It tastes like nothing

That’s all it needs to be

Erode

Allow yourself to become nobody

Fork in the road

Detoxify myself like I’m not eating

I didn’t even tell you I was leaving

Ran out of time to grieve

I can sing your song in my sleep

Your morphing mirror image

Infected lineage

Dead body in a trophy case

Feel my warmth in the empty space

 

555

I’ve been so intertwined in darkness I couldn’t see the apathy. I’m wiping the dust from my eyes. Each movement is a fight for life. I’m taking off with nowhere to go. A catalyst ignites a match in my soul and that’s all I’ve got. It’s sink or swim. I embody the strength to embark somewhere I’ve never been. I’m not scared that I’ve lost my way. I will be the fool — not for you but for myself. Because I’ve saved myself and I will save myself, over and over again. I’m not scared to be swept away for the sake of movement. I am a fantasy I was made to experience.  Every new beginning is an adventure we are stumbling towards. I see the multifaceted story of  my life through crystal eyes; a kaleidoscopic array of possibilities.
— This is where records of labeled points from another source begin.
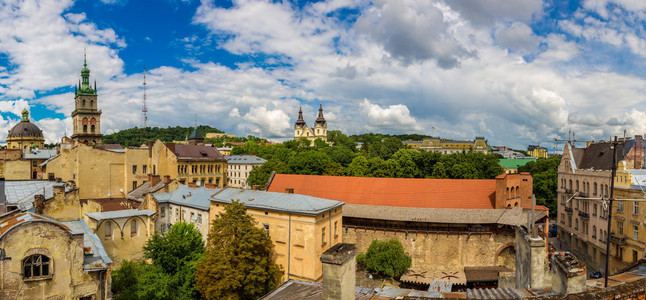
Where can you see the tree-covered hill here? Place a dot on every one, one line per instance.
(137, 136)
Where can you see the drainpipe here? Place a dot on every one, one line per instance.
(289, 242)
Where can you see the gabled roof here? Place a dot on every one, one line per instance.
(199, 198)
(198, 152)
(404, 192)
(125, 213)
(282, 202)
(244, 159)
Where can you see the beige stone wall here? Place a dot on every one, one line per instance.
(17, 170)
(297, 238)
(65, 251)
(121, 244)
(441, 251)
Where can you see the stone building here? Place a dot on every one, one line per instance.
(43, 258)
(466, 223)
(25, 135)
(301, 130)
(186, 203)
(301, 227)
(86, 117)
(584, 177)
(238, 168)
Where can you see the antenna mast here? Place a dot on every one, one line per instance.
(144, 108)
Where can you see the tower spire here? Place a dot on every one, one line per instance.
(300, 121)
(320, 119)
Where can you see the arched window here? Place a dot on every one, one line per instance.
(36, 266)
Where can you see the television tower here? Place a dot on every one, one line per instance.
(144, 108)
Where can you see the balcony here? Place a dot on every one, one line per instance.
(617, 240)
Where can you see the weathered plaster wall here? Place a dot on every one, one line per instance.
(441, 251)
(69, 281)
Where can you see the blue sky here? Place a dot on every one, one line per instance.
(518, 73)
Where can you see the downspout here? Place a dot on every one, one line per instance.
(289, 242)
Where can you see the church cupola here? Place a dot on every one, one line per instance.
(300, 121)
(320, 120)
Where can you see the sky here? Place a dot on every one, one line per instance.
(516, 72)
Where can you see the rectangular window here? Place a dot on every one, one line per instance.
(108, 229)
(133, 227)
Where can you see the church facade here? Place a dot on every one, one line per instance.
(86, 117)
(319, 131)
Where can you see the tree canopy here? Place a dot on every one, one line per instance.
(174, 256)
(239, 260)
(385, 258)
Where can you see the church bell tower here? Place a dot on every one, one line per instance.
(86, 117)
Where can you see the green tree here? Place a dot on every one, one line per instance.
(358, 167)
(170, 276)
(385, 258)
(260, 175)
(239, 261)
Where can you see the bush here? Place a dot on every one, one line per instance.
(385, 258)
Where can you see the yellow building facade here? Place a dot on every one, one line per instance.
(299, 236)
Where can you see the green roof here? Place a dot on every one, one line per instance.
(514, 163)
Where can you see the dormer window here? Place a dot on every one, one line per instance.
(36, 266)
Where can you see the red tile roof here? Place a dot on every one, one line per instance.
(402, 192)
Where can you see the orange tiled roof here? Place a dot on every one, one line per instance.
(403, 192)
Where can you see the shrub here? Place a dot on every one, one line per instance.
(385, 258)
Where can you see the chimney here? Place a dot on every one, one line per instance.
(39, 203)
(339, 272)
(59, 189)
(639, 152)
(569, 274)
(153, 179)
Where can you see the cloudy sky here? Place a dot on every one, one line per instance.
(516, 72)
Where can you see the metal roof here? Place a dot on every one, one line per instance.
(95, 258)
(294, 203)
(125, 213)
(199, 198)
(244, 159)
(22, 192)
(39, 154)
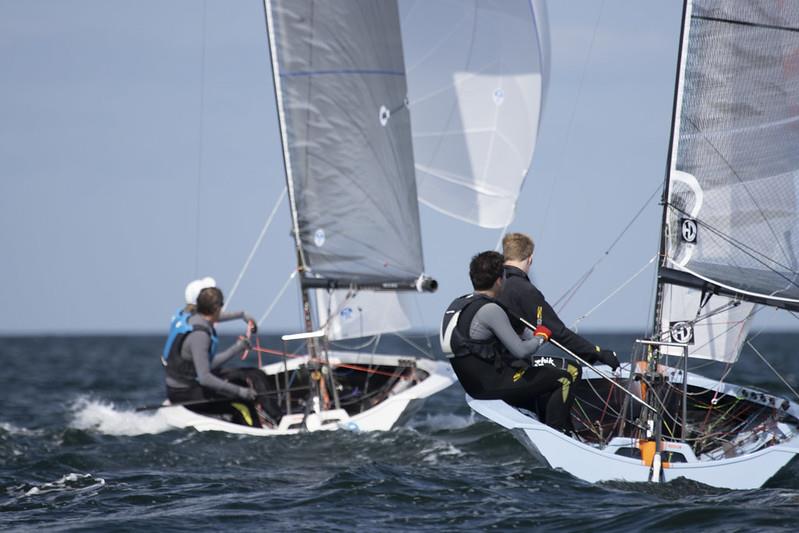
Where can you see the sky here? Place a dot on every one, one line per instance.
(139, 149)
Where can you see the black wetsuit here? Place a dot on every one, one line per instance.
(493, 363)
(523, 299)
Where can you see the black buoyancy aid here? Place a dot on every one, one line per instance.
(454, 336)
(182, 369)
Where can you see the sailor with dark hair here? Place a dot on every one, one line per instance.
(491, 360)
(194, 373)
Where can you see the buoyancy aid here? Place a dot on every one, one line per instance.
(182, 369)
(179, 324)
(454, 335)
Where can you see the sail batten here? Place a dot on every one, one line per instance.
(342, 101)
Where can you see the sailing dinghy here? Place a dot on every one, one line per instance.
(729, 244)
(341, 94)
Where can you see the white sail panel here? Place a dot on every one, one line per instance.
(347, 315)
(476, 76)
(735, 220)
(716, 332)
(340, 81)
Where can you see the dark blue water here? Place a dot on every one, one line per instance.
(74, 455)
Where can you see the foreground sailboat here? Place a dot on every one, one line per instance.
(729, 244)
(341, 94)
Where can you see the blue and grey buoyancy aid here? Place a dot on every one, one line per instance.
(454, 336)
(177, 367)
(180, 324)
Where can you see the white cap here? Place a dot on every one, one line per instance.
(194, 288)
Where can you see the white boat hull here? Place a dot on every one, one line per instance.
(590, 463)
(392, 411)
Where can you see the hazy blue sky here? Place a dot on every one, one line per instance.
(120, 121)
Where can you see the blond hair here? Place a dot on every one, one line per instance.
(517, 246)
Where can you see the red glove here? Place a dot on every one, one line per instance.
(542, 331)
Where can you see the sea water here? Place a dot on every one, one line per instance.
(76, 455)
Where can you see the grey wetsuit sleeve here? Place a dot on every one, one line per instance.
(492, 317)
(198, 345)
(223, 357)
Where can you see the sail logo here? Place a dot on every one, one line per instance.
(682, 332)
(319, 237)
(689, 230)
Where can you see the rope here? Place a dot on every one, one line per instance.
(579, 283)
(200, 145)
(773, 369)
(279, 295)
(612, 294)
(255, 247)
(567, 137)
(339, 365)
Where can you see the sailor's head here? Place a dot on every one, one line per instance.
(518, 250)
(194, 287)
(485, 271)
(210, 302)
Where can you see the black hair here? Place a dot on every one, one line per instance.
(209, 301)
(485, 268)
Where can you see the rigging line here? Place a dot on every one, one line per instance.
(609, 296)
(574, 288)
(279, 295)
(749, 343)
(748, 250)
(751, 196)
(573, 113)
(200, 143)
(255, 247)
(747, 23)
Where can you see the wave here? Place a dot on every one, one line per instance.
(105, 417)
(442, 422)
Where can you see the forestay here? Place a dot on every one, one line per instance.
(477, 74)
(732, 217)
(340, 83)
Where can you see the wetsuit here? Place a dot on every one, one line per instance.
(197, 376)
(523, 299)
(493, 363)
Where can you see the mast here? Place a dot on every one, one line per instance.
(671, 158)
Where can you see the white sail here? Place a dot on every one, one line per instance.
(715, 330)
(348, 315)
(476, 75)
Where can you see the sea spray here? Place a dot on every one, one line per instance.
(104, 417)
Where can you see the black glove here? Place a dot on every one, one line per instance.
(251, 323)
(247, 394)
(244, 343)
(607, 357)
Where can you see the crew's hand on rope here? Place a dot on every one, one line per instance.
(542, 331)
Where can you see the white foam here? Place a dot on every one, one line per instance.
(16, 430)
(105, 418)
(439, 422)
(69, 482)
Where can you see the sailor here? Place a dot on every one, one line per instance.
(194, 373)
(491, 360)
(524, 300)
(180, 319)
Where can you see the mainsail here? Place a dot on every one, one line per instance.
(731, 224)
(342, 99)
(477, 74)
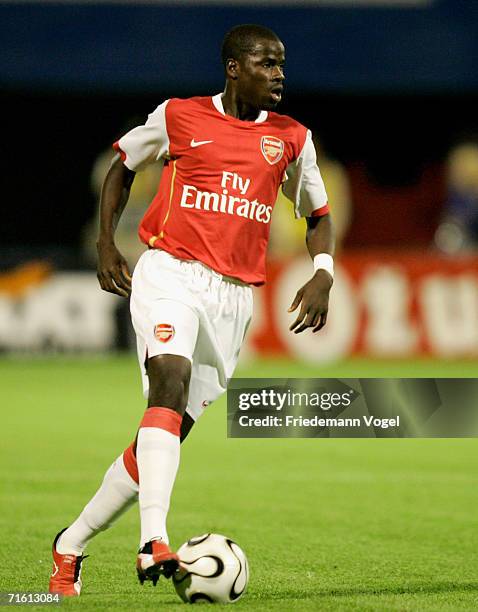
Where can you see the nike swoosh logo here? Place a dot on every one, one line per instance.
(198, 143)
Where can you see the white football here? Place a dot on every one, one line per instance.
(212, 569)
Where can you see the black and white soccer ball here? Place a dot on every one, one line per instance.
(212, 569)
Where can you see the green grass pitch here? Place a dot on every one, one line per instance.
(326, 524)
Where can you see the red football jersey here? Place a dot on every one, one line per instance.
(220, 181)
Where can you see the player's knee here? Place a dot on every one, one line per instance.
(169, 377)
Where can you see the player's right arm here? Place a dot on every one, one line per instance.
(141, 146)
(113, 273)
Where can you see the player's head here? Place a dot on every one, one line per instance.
(253, 58)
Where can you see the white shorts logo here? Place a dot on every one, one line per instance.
(272, 148)
(164, 332)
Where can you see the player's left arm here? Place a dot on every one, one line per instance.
(313, 297)
(304, 186)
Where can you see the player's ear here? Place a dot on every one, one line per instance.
(231, 68)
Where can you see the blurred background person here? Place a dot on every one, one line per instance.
(458, 230)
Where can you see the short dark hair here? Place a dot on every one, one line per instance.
(242, 39)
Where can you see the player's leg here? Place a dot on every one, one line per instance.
(117, 493)
(170, 331)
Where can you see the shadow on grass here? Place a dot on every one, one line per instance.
(428, 588)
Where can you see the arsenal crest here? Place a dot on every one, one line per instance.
(164, 332)
(272, 148)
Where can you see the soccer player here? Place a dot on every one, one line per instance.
(224, 159)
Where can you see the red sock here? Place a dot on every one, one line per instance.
(164, 418)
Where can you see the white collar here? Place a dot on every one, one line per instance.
(217, 101)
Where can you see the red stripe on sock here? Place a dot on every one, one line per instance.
(164, 418)
(130, 463)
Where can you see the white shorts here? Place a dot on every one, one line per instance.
(184, 308)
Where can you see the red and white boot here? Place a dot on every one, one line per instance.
(66, 574)
(156, 559)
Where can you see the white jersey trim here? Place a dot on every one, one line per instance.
(146, 143)
(217, 101)
(303, 182)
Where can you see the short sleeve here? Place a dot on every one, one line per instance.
(146, 143)
(304, 185)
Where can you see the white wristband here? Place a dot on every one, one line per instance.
(324, 261)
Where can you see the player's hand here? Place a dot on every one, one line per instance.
(313, 299)
(113, 273)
My body is electrified; compelled by the search for mystery. There was an element of unreality that science wanted to explain but I could feel it in my soul. Creation is about becoming what you are. Intuitively shape shift what isn’t expressed into what you can feel. It’s all up from here and I will cycle forward without any ground to give me traction. I will push air as I dive into synchronicity.

Powerful waters soft like silk collide with my being. I’ll swim in the ocean of your mind until my breathe evaporates. We will emerge as a light you catch in the corner of your eye; something that is new and refreshing. We shift perspectives together. I change my depth perception until you’re all I see; the world is a blur of bokeh entities. The light dances for us.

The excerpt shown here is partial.